What was in the top most shared
items? Quizzes, lists, and emotional poppers. Iraq, Afghanistan and the economy—three important topics—didn’t rank high at all.
In an article in Atlantic Online, titled "Why Audiences Hate Hard News and Love Pretending Otherwise," Derek Thompson put it this way: "Ask readers what they want to eat, and they'll tell you
vegetables. Watch them quietly, and they'll mostly eat candy."
Audiences, he went on to say, "are
liars, and the media organizations who listen to them without measuring them
are dupes.”
The culprit isn't Millennials, or
even Facebook. This challenge has existed for a long time.
According to Thompson, it’s about
something psychologists call fluency.
“Fluency isn't how we think: It's
how we feel while we're thinking,” he wrote.
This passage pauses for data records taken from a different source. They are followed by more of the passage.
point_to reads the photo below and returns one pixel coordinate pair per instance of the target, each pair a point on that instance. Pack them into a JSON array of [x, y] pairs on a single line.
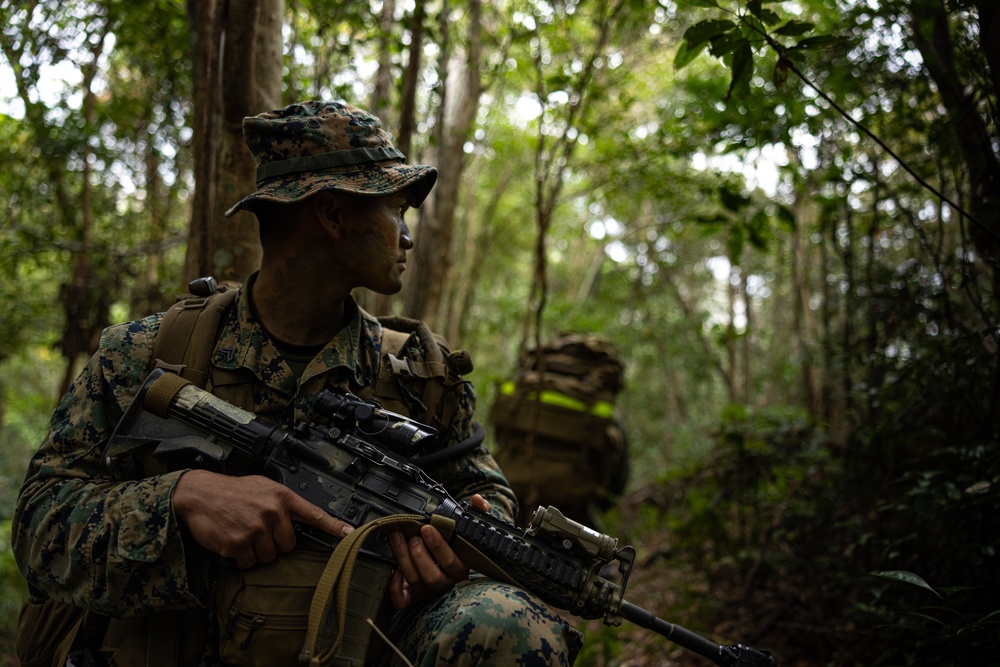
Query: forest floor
[[726, 611], [674, 589]]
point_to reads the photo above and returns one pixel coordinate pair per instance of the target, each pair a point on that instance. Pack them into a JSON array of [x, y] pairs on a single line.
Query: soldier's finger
[[481, 503], [404, 563], [304, 511], [446, 559]]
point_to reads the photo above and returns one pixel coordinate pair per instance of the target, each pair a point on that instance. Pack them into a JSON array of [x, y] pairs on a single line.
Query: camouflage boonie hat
[[313, 146]]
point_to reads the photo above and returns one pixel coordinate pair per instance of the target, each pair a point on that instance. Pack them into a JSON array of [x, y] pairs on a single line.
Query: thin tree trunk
[[237, 57], [457, 111]]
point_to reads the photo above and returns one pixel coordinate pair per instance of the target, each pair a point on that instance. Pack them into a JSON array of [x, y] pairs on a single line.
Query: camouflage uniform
[[117, 548]]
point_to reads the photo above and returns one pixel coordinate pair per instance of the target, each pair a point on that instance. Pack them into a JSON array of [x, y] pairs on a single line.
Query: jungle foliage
[[784, 214]]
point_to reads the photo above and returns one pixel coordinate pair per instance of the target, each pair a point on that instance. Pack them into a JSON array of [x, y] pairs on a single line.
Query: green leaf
[[686, 53], [727, 43], [732, 200], [795, 27], [817, 42], [734, 244], [906, 578], [699, 3], [769, 17], [705, 30], [786, 217], [742, 70]]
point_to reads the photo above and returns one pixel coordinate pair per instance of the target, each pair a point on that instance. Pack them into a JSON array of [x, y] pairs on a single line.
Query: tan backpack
[[247, 600], [558, 439]]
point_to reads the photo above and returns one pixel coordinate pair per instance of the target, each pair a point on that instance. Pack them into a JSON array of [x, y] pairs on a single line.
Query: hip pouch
[[263, 612]]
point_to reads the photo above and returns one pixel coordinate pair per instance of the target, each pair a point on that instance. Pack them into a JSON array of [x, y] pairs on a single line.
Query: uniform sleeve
[[79, 536], [477, 471]]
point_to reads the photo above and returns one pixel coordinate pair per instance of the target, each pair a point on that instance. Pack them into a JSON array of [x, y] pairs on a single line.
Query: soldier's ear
[[326, 207]]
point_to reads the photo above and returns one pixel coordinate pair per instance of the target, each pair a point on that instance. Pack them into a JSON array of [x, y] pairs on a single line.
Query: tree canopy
[[784, 214]]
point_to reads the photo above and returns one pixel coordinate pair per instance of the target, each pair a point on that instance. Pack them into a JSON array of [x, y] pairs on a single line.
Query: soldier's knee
[[512, 623]]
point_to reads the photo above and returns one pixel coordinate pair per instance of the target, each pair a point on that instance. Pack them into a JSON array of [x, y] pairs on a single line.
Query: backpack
[[184, 345], [558, 439]]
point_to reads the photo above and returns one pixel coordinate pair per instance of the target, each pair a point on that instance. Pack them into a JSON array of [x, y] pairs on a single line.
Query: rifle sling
[[334, 584]]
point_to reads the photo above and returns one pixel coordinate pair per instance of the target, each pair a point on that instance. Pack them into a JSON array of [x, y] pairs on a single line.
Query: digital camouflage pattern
[[478, 623], [117, 548], [312, 146]]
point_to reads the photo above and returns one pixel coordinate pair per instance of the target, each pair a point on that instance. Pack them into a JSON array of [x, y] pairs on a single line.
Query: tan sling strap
[[334, 585], [188, 331]]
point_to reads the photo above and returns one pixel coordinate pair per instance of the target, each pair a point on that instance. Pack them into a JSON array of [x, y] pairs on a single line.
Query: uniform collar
[[351, 355]]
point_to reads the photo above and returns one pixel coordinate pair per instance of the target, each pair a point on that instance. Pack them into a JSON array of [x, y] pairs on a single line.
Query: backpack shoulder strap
[[432, 378], [186, 339]]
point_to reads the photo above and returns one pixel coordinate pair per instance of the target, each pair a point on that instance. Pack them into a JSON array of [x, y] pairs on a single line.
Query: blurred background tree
[[784, 215]]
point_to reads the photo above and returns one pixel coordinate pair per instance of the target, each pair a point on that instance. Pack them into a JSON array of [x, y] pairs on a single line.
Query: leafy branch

“We prefer thoughts that come
easily: Faces that are symmetrical, colours that are clear, and sentences with
parallelisms."
For hard news, fluency creates two problems: "It's hard and it's new.”
(Fluency also explains why most
liberals prefer to read and watch liberal-oriented media, while conservatives
prefer to read and watch conservative-oriented media—because it easier to read
something that bolsters your conviction thatn something that challenges it.)
Now that the media is able to precisely determine what people pay attention to—before there were eyeballs on our
eyeballs—it was hard for them to know exactly what we were doing.
But now the media knows. And what they know, as Thompson put it, is that “readers lie.”
This is something to keep in mind
the next time someone produces a survey saying that a majority of people feel one way or another about your cause or issue—so put more hard and detailed articles on your website.
People may, in fact, believe they should show read those kind of articles. But when it comes to what's real, your web analytics will tell the truth: Most prefer candy.